Pemerintah pusat kini menjadikan Jawa Tengah sebagai contoh untuk memperluas pendidikan koperasi ke daerah lain. Ferry berharap langkah yang dimulai Pemprov Jateng bisa ditiru provinsi-provinsi lain melalui Program Insersi Pendidikan Perkoperasian.
Jateng dijadikan model nasional
Program ini diluncurkan di Semarang dan diarahkan menjadi model pengembangan pendidikan perkoperasian yang sistematis serta berkelanjutan di sekolah. Ferry menilai pendekatan ini penting agar generasi muda memiliki pengetahuan dan kemampuan yang memadai untuk mendukung peningkatan sumber daya manusia koperasi.
Ia juga menyebut target besar program ini adalah lebih dari 6,3 juta peserta didik dari berbagai jenjang pendidikan. Tujuannya menanamkan nilai-nilai koperasi tanpa menambah beban kurikulum.
Materi koperasi masuk ke pembelajaran yang sudah ada
Ferry mengatakan kurikulum koperasi diharapkan bisa diajarkan secara utuh di pendidikan menengah dan pendidikan tinggi. Program insersi ini tidak dirancang sebagai mata pelajaran baru, melainkan disisipkan ke dalam pembelajaran yang sudah berjalan.
Gubernur Jawa Tengah Ahmad Luthfi menegaskan bahwa langkah tersebut mengintegrasikan materi koperasi ke mata pelajaran yang sudah ada. Menurut dia, cara itu membuat pendidikan koperasi masuk ke sekolah tanpa perlu menambah mata pelajaran baru.

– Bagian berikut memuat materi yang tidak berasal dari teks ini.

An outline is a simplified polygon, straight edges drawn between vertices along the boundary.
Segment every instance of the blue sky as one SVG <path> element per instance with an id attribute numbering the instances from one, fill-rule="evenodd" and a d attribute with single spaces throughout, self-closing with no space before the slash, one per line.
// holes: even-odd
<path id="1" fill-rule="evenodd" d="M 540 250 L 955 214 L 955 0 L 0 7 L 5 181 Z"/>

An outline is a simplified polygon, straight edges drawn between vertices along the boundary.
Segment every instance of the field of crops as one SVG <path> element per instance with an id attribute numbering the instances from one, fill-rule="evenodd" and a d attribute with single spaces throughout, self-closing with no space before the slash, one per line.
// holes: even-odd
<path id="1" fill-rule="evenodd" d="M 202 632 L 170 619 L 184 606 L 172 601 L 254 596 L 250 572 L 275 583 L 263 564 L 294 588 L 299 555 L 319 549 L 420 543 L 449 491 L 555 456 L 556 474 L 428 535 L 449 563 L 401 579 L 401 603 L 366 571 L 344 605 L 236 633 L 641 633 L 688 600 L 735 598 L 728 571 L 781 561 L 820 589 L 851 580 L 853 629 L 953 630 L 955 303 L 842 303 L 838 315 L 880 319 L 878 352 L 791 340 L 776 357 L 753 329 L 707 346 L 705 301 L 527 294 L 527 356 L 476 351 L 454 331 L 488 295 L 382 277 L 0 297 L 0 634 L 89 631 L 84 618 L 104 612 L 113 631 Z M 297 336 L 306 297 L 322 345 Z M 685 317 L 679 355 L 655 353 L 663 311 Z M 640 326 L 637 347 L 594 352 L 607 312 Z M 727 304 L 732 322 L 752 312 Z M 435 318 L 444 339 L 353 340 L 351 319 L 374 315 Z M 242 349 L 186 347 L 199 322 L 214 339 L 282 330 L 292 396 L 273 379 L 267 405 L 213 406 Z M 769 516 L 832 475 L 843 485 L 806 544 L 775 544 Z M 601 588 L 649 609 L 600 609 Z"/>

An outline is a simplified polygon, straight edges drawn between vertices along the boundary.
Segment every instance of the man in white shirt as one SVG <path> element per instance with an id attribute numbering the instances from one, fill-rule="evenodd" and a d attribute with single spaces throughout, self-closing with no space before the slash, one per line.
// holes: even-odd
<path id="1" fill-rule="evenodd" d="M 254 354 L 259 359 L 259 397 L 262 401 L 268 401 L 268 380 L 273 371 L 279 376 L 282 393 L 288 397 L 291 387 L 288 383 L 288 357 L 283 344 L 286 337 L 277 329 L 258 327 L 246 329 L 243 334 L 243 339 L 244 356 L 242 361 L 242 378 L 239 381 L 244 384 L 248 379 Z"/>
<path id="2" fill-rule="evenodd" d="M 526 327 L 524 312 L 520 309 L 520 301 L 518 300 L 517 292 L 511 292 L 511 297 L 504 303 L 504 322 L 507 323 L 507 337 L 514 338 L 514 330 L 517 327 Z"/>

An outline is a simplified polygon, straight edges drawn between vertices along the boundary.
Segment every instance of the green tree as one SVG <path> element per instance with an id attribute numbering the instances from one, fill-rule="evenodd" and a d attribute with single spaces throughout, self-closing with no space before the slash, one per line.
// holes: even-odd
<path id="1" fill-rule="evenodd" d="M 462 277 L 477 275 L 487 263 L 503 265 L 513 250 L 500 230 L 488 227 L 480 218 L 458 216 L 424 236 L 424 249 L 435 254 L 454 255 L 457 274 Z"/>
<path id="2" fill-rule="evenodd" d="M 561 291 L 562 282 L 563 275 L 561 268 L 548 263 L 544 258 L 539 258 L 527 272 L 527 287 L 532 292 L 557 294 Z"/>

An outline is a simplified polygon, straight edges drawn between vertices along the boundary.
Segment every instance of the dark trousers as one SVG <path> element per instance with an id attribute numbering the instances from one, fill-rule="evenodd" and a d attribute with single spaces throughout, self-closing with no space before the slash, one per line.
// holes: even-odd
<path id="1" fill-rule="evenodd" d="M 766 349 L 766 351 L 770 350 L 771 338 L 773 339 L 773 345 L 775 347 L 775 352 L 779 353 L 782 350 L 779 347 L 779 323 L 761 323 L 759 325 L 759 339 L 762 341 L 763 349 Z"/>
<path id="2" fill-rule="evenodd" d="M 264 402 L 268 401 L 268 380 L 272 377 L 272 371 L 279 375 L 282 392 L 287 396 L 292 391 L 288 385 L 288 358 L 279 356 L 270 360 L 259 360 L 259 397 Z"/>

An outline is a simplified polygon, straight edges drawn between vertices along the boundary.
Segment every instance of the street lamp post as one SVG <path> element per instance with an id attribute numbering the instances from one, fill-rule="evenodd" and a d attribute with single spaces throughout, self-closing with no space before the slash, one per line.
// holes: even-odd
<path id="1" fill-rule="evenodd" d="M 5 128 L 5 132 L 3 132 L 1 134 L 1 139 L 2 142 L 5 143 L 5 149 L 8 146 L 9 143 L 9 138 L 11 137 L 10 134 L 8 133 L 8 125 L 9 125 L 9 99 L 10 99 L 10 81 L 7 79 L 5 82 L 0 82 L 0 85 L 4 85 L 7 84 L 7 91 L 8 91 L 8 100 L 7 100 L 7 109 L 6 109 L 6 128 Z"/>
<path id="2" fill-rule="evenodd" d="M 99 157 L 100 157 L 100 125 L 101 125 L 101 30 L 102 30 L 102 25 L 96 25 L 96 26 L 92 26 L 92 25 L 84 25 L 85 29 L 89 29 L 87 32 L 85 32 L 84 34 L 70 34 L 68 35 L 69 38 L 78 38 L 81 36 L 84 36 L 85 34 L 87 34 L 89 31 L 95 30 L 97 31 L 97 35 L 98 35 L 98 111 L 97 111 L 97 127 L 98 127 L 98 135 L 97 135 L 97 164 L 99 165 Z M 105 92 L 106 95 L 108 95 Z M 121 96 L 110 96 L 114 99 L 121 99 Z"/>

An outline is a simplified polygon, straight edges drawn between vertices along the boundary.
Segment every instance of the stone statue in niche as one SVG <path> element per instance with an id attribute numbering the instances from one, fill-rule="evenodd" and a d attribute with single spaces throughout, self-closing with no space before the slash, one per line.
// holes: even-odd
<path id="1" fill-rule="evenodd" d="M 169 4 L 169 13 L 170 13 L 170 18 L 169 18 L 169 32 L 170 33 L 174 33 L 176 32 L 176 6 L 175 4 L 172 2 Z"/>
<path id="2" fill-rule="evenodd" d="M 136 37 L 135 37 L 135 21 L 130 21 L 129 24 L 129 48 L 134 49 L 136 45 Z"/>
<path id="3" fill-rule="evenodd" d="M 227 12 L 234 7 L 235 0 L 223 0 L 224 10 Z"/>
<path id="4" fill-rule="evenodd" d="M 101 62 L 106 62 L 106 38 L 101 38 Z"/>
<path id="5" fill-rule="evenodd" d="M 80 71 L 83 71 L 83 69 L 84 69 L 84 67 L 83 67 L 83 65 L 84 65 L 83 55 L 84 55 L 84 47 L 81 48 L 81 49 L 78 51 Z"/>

Dorongan ke arah ekonomi Pancasila
Dalam sambutannya, Ferry menekankan bahwa sistem ekonomi nasional yang saat ini lebih condong ke kapitalisme perlu perlahan diarahkan kembali ke ekonomi Pancasila. Menurut dia, koperasi harus menjadi salah satu pilar utama pembangunan ekonomi.
Ia menilai pemahaman yang benar tentang koperasi di kalangan muda menjadi salah satu cara paling efektif untuk mendukung arah itu. Karena itu, pendidikan insersi dinilai penting sebagai jalur pembentukan wawasan ekonomi sejak dini.
Dukungan untuk revisi aturan koperasi
Ferry juga menyoroti Undang-Undang Perkoperasian yang masih merujuk pada UU No 25 Tahun 1992. Ia menyebut aturan itu perlu diperbarui agar iklim koperasi lebih berdaya saing dan sesuai dengan kondisi terkini.
Karena itu, Kemenkop bersama para pemangku kepentingan berkomitmen mengawal pembahasan RUU Perkoperasian di DPR agar bisa segera dibahas dan disahkan. Langkah itu disebut sebagai bagian dari upaya memperkuat fondasi hukum koperasi di tengah perubahan ekonomi.
Kolaborasi sejak akhir 2025
Kepala Dinas Koperasi dan UKM Provinsi Jateng Eddy S Bramiyanto mengatakan penyusunan program dilakukan bertahap dan kolaboratif sejak Triwulan IV Tahun 2025. Komunikasi dengan pemangku kepentingan terus dijaga agar pelaksanaan program berjalan efektif.
Eddy menyebut sinergi itu diharapkan membuat Jawa Tengah menjadi pelopor pendidikan perkoperasian yang terintegrasi dalam pembelajaran. Tujuannya membentuk generasi yang berkarakter gotong royong, berjiwa kewirausahaan, dan memahami ekonomi kerakyatan.
Ahmad Luthfi menambahkan bahwa program ini menjadi bagian dari upaya menyiapkan generasi muda Jawa Tengah untuk membangun kesejahteraan bersama melalui koperasi. Ia menyebutnya sebagai penanaman benih peradaban ekonomi masa depan.